At the beginning of this semester Dr. Johnson passed out a syllabus that did not list the order of our reading assignments. The objective, she explained, was to give our class the power to choose which books we would read and when. However, Dr. Johnson did suggest that we select one of the introductory books to start with. As most of us will remember, we held a formal vote on the second or third day of class to decide our first reading: Jackson’s Sovereignty won out over Ideology: A Very Short Introduction. Overall, it was a very democratic exercise of power.
Our next reading was the runner-up to Sovereignty, Michael Freeden’s Ideology. Though we didn’t actually vote this time there was a general consensus that the second reading should be everyone’s second choice. As soon as we finished this book, however, Dr. Johnson decided we should read some work of Hannah Arendt’s. Society Must Be Defended by Michael Foucault was similarly chosen. By the time we finished struggling through Foucault the end of the semester was beginning to loom ever closer, and I suggested that we read Disposable People next, since one of our seminar paper topics focuses on Bales’ book. Though a few people offered non-committal nods, shrugs, and throat-clearings, there was no vote once again; if anyone disagreed, they didn’t voice their dissent. Finally, our last book, Capitalism, was picked by our professor, since so many students were expressing an interest in the economic issues tied up with slavery.
My question to my classmates (and Dr. Johnson as well) is whether our power experiment was a success or failure. Did we ever really have any choice at all? What if we decided half-way through reading Sovereignty that it was a waste of time; was dropping the book, which we had chosen, a possibility?

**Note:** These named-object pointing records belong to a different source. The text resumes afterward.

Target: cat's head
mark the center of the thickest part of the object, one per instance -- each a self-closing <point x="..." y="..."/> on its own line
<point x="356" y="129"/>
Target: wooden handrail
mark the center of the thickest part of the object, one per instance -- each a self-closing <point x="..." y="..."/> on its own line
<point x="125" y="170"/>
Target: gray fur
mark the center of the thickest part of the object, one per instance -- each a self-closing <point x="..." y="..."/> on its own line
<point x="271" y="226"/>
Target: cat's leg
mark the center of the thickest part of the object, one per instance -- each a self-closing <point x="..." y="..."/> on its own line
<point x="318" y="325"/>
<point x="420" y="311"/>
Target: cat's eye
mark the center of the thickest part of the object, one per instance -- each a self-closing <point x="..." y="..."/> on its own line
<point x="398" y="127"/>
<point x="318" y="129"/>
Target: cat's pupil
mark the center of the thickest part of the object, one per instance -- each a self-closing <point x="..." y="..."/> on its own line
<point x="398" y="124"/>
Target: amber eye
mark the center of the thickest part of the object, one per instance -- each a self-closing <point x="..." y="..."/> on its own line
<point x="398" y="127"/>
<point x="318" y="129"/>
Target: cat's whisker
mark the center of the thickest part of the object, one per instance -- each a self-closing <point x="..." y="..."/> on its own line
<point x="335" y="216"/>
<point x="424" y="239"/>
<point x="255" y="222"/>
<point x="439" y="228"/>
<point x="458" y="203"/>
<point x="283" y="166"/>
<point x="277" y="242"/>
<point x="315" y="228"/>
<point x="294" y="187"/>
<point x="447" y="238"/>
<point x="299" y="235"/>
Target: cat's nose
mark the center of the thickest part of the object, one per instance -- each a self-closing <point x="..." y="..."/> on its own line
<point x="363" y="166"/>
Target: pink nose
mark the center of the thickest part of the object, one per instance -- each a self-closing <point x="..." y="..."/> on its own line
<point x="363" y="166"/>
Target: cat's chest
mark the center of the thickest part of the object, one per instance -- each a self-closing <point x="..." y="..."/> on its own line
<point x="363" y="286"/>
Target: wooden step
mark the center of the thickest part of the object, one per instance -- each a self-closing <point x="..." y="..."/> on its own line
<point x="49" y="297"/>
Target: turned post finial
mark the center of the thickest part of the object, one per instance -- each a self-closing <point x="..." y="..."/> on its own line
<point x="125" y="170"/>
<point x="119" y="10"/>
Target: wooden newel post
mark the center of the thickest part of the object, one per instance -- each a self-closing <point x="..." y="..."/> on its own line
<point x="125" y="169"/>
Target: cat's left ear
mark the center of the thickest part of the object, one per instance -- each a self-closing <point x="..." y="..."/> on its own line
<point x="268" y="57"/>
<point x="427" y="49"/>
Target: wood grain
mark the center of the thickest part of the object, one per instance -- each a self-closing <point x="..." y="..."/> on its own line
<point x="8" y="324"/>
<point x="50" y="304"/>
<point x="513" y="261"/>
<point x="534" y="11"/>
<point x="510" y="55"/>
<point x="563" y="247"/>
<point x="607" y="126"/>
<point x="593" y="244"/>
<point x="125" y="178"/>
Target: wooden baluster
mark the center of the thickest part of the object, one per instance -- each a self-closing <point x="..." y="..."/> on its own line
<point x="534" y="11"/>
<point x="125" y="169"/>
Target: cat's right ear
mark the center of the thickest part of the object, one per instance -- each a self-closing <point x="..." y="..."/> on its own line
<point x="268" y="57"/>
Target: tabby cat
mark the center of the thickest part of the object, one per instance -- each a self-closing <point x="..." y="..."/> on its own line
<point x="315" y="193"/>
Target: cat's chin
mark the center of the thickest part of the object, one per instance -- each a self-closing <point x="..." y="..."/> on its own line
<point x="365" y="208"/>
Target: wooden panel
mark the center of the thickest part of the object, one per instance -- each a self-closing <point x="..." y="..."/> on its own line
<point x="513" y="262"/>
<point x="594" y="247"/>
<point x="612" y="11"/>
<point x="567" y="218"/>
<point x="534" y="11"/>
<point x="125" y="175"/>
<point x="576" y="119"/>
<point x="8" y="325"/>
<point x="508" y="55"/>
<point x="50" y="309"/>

More importantly, did our class ever have the power to veto one of Dr. Johnson’s suggestions?
Personally, I think the experiment was a success. The deterioration of our “democratic” system reflects the real-life crises of many nations today. Whether or not the reading material was what we wanted, it is what was believed by Dr. Johnson to be in the class’s best interests. Similarly, many governments have the power to pass laws without the consent of the people. This is made possible in two ways: the citizens either trust that their governments are truly doing what is best for them, or those who disagree keep their silence, believing that their dissension will make no difference. Clearly, Dr. Johnson is not a dictator and our class is not a state; however, the parallel between power within our classroom and power within the world is very telling.